Cóż, nie zajmowałem sie Napieralskim wcześniej, więc nie wiem czy to przypadłość nowego szefa SLD, czy też przyjęta strategia ugrupowania - jeśli już nie ma w co uderzać, aby przypodobać się wyborcom (bo i do gejparad ludzie przywykli na tyle, że nie opłaca się tam pokazywać, ani się profesjonalizmem nie bardzo można chwalić, praw robotników bronić...), najlepiej będzie "na antyklerykalizm". Taka namiastka programu. Jest to na szczęście strategia zgubna, skuteczna może wobec części "żelaznego elektoratu", podejrzewam jednak, że poza wąską grupą takie zachowania psa z kulawą nogą nie przyciągną.
Wątpię, żeby wiara we wszechwładzę kleru była na tyle powszechna, aby tzw. większość traktowała podobne zagrywki poważnie.
Czy muszę tłumaczyć że rozdział Kośicoła od państwa niekoniecznie musi oznaczać brak symboli religijnych? Dla mnie w zupełności wystarczy, że premier nie musi być biskupem. Że kardynał nie podpisuje rozporządzeń.
A krzyż w ważnym miejscu w kraju takim jak Polska, którego dziedzictwo wywodzi się między innymi z tej konkretnej, katolickiej religii, jest jak najbardziej akceptowalny.
Jest jeszcze jedna interesująca sprawa.
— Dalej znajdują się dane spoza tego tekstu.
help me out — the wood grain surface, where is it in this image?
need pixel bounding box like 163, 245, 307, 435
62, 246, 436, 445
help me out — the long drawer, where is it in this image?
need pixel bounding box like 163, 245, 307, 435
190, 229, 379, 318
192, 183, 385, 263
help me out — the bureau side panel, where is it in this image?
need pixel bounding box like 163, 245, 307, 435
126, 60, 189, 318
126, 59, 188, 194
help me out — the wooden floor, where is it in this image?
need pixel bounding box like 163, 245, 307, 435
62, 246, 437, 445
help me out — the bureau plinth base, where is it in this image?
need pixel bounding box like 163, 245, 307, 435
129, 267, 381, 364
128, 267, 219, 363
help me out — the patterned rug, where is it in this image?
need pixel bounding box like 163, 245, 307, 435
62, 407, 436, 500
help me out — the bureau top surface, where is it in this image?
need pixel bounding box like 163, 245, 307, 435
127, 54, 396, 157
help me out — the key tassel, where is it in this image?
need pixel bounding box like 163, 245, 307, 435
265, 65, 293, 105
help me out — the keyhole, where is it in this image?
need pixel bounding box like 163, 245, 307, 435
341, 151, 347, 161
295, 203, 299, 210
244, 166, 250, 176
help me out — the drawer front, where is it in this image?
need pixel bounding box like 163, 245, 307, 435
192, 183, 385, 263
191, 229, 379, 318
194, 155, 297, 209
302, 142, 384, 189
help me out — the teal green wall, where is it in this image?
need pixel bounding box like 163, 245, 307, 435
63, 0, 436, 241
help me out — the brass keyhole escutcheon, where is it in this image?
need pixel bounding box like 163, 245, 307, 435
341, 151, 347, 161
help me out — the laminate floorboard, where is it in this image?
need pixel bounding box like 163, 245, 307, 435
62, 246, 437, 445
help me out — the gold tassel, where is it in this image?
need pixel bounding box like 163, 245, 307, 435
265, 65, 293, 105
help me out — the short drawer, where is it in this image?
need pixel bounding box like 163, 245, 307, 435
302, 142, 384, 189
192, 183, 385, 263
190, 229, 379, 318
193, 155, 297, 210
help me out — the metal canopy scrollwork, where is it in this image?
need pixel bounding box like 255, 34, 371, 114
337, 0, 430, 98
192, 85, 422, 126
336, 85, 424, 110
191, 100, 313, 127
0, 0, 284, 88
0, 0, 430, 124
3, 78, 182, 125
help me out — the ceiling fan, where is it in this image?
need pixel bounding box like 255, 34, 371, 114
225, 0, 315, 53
W informacji onetu czytamy, że wg Napieralskiego "kwestie związane z ideologią są prywatną sprawą i nie zamierza o nich mówić publicznie". I takie rzeczy na temat ideologii mówi... szef partii!
A co począć z tym, że kolejny eseldowski polityk się wygłupia? Ano, mamy przynajmniej się z czego pośmiać.